In the last issue I began to share thoughts about the establishment of the feast of the Dormition of the Mother of God (Assumption in the Western Church). As I indicated, the feast was established because the Church was fighting Nestorianism.
Relations between the Nestorians and the rest of the Empire were not good. In 486 the Christian Church in Persia officially pronounced itself to be Nestorian, in 489 the Nestorians were expelled from Edessa. Conflict between Nestorianism and the those who held an orthodox faith, continued during the entire sixth century. By this time the new heresy was tolerated to such a degree in Persia that even the ruler Kavadh II was rumored to be a Nestorian Christian. Some time during the reign of the Emperor Maurice (582-602), the Feast of the Dormition was established throughout the Empire on the date of August 15th. Maurice had had one war with Persia and was threatened soon after that with another. It seems likely that, with his record of religious persecution and practice of enforcing Chalcedonian Faith in the Eastern regions of his empire, the Emperor decreed the Feast of the Dormition as part of an anti-Nestorian policy to bolster religious and political unity in the face of the Persian threat. The fact that this feast, like the one before it, was established by imperial decree demonstrates that the institution of a liturgical feast was a recognized and effective method of promulgating a particular doctrine.

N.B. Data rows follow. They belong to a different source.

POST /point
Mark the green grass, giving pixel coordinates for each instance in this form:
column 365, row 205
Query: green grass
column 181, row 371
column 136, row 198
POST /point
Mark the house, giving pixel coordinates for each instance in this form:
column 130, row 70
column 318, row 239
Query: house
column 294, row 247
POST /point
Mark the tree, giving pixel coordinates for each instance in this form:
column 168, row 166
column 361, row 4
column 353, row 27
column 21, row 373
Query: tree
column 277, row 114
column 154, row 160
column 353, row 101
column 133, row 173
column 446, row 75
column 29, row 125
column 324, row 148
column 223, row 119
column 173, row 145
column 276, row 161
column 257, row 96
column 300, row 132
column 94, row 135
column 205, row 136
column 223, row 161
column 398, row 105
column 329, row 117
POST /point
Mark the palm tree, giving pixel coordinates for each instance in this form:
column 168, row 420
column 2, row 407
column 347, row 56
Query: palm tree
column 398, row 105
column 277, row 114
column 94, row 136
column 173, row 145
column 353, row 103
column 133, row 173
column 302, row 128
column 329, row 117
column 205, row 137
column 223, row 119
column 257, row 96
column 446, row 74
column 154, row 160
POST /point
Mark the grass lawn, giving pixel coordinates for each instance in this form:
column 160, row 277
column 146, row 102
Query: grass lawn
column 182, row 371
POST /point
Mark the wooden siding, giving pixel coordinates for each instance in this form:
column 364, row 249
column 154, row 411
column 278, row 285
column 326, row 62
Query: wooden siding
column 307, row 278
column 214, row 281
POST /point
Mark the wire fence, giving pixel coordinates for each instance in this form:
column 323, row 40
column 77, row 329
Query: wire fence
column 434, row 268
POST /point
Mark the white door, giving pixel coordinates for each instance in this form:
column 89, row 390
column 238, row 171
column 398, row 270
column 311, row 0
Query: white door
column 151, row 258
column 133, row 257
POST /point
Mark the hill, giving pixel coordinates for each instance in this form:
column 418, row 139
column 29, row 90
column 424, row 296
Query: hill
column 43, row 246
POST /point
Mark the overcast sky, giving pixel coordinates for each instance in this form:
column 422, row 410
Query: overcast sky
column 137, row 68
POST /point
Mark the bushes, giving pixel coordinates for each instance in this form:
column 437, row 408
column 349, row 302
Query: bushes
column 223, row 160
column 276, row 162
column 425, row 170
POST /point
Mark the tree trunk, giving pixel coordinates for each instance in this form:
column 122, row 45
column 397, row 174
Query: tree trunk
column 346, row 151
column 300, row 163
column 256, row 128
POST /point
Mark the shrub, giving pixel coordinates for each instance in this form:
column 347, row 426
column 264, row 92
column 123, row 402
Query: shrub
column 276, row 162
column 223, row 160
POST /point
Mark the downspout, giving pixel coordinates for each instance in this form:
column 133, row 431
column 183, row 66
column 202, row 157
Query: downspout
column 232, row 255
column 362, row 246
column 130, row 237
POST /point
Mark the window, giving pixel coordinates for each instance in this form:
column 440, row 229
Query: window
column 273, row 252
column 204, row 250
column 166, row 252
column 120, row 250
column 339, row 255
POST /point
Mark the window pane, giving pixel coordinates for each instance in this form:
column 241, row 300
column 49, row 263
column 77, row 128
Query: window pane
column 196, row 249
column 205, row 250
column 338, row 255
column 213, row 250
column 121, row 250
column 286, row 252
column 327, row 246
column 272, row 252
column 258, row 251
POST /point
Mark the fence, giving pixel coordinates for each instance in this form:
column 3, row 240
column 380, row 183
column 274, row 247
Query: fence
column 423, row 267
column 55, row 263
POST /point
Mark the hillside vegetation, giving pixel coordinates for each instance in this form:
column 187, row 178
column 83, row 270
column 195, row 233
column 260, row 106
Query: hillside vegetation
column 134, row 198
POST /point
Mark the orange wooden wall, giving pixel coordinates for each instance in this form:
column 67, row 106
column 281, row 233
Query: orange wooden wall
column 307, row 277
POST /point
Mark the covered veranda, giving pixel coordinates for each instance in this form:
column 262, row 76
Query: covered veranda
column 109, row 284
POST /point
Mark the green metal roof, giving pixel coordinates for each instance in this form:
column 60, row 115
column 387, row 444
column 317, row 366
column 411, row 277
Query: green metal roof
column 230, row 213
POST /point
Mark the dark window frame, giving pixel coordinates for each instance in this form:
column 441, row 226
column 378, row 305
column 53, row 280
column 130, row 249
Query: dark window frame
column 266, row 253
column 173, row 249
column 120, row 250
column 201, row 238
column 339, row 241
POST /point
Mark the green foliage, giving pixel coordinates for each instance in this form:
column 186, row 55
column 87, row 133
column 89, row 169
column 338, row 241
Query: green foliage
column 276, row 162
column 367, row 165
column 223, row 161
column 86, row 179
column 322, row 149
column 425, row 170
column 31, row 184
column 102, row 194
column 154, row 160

And this practice was not limited to the portion of the Church that upheld the decrees of Chalcedon. One author points out that during the sixth century some churches kept older Marian feasts celebrated at various times of the year rather than the new one on August 15th. This same author rather mistakenly suggests that Maurice instituted the Dormition to end this diversity of observance. It was not the diversity of observance to which Maurice objected, however, but the diversity of intention. The older feasts commemorated the role of the Virgin in a manner which did not acknowledge her as Theotokos. In fact, Maurice was suppressing what he must have felt to be heterodox festal practice.
One thing is important to point out. The Church developed feasts as a result of reinforcing doctrines that were established by various Councils and emperors established them, many times, to bring political order to the empire. All the feasts were established, however, to somehow help Christians understand more clearly the doctrines that the Church saw as truth.